A l’actif de la CGT la création de la coopérative de mareyage l’Avenir en 1946, puis en 1948 d’une usine de conserve crée conjointement par les marins CGT et la SGCC (Société Générale des conserves coopératives) appelée Bilbao sur la route des Sables en souvenir des réfugiés espagnols qui avaient fui le régime franquiste en 1936. Le climat était bon entre les deux syndicats à tel point qu’ils ont  été à l’origine de la création de Vendée Océan en remplacement de l’Avenir qui rencontrait de sérieuses difficultés ; Chaque partie était représentée par 6 professionnels   et la constitution officielle de Vendée Océan s’est faite le 14 août 1959. ; Dans les négociations la CGT était représentée par Yvon Praud et Raymond Nadeau.

 

Bien que « de bord différent » Gilbert avait un lien fort avec « le grand Louis » (1) qui présente Gilbert comme « un bon marin  agissant avec beaucoup de bon sens , soucieux de l’intérêt général » « il parlait peu mais quand il ouvrait la bouche on ne savait pas s’il était sérieux ou blagueur » . Témoin de la solidarité entre gens de mer le dépannage de Louis Vrignaud, dans des conditions rocambolesques liées au évènements de mai 1968 a permis la réparation du moteur du Thalassa qui avait lâché ; Louis l’avait emmené à Surgères à l’usine Poyaud pour chercher les pièces nécessaires à la réparation  de son moteur de 172 CV.

 

Gilbert est entré à la SNSM en 1969 et il a été successivement patron suppléant de Paul Fortineau puis patron tout court de la vedette « patron aimé Baud » et cela de 1974 à sa maladie ; il a été le témoin direct d’un drame de la mer, qui a eu lieu le 28/5/1985,  concernant le navire l’Alnilam : Michel Abillard, patron du navire, a péri en mer dans le secteur de l’Ile d’Yeu lors d’un virement de bord dans des conditions tragiques.
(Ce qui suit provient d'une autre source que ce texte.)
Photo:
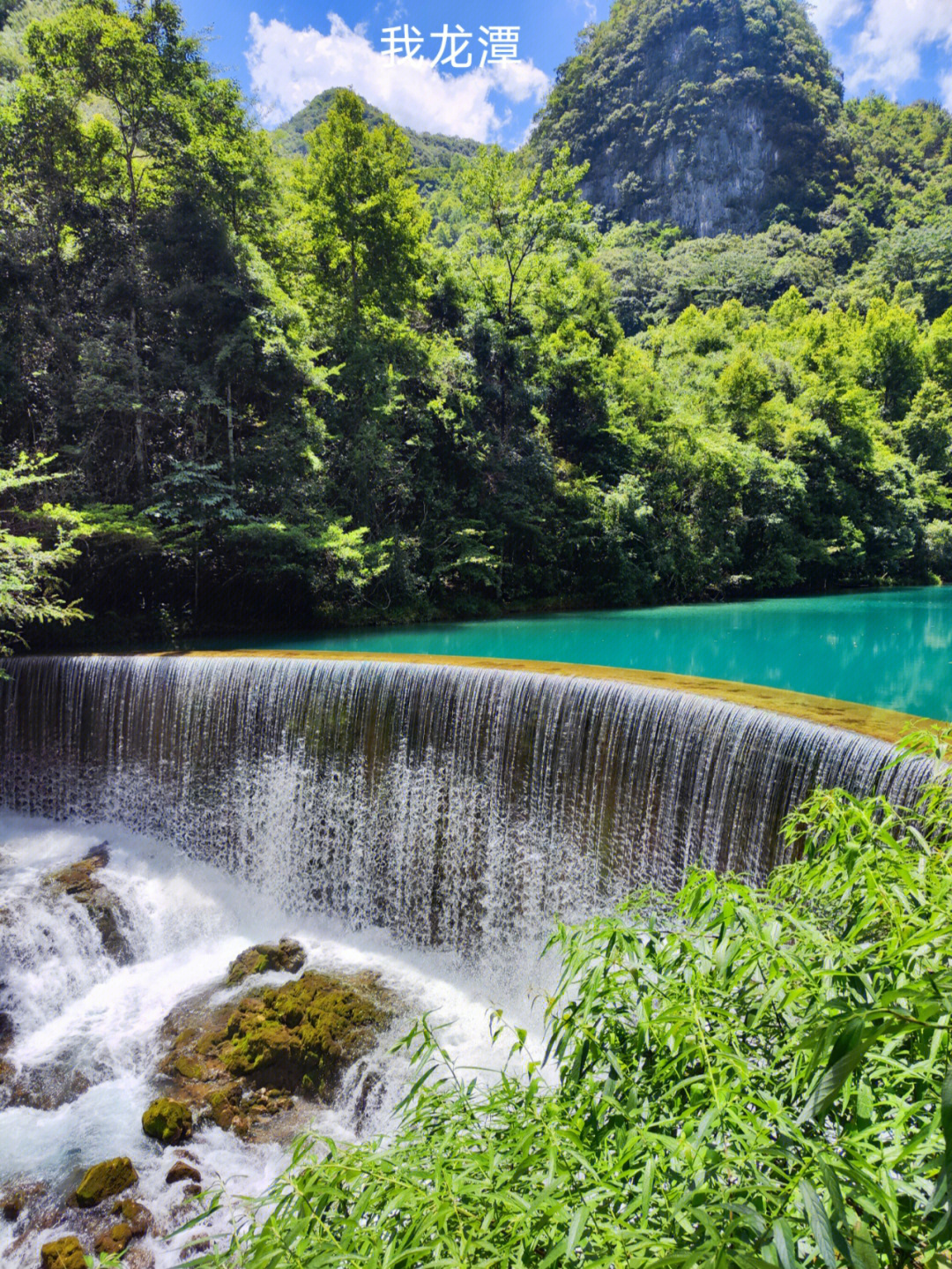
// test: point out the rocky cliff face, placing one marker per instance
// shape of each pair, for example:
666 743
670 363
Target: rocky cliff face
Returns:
706 113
Pour tout son dévouement à la cause des marins Gilbert a été décoré au grade d’officier du Mérite maritime par Louis Vrignaud le 9 novembre 1985.
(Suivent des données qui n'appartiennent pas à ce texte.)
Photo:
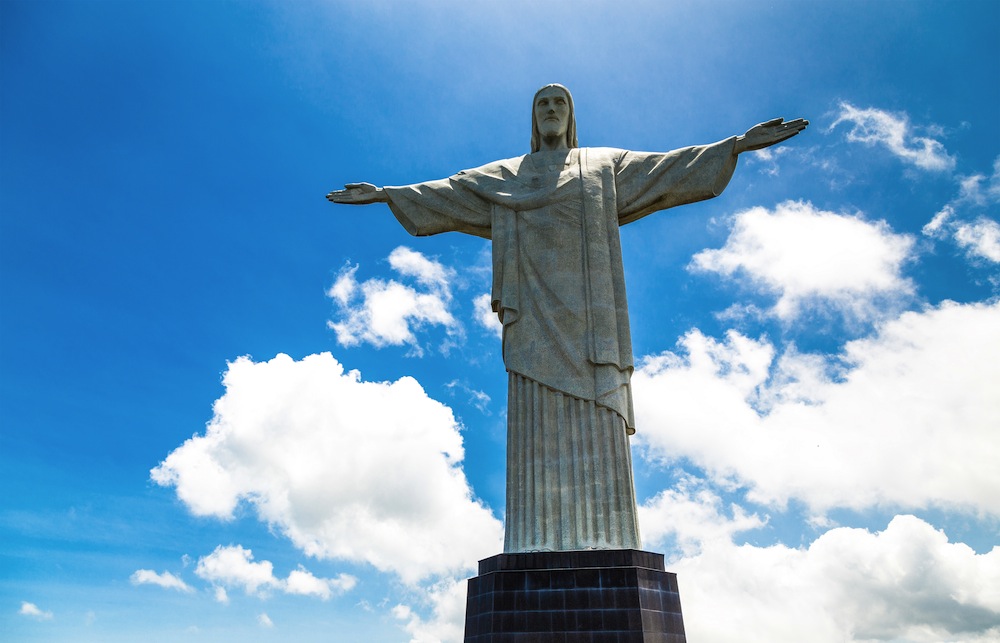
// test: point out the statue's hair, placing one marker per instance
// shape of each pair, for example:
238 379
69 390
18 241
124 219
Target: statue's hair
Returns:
536 137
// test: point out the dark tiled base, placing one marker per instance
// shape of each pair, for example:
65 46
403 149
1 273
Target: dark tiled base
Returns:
595 596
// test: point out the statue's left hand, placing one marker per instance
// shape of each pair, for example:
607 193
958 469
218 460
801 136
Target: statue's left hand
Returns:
770 133
358 194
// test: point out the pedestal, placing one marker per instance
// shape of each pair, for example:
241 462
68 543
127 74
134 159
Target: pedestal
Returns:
594 596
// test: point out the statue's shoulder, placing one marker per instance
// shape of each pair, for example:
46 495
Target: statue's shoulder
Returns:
496 168
603 155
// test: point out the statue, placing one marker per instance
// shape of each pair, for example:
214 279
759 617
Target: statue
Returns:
559 291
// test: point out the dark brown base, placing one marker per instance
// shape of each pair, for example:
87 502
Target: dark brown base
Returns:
594 596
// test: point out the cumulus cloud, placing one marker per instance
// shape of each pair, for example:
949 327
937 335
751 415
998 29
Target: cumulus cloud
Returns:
388 313
906 583
691 514
810 257
873 126
300 581
446 599
308 447
33 611
980 238
234 567
166 580
907 416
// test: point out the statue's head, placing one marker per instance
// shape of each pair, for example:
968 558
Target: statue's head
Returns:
552 114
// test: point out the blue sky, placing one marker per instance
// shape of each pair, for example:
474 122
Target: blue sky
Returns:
233 411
Gilbert a été élu municipal de Croix de Vie  du 21 mars 1965 au 1er janvier 1967, date de la fusion, avec comme maire Marcel Ragon ; il a œuvré surtout dans le cadre de la commission maritime ; les archives municipales sont muettes sur les interventions de Gilbert tant il est vrai qu’à cette époque c’est le Maire qui présentait tous les sujets à l’ordre du jour et le conseil votait pratiquement toujours à l’unanimité les projets présentés.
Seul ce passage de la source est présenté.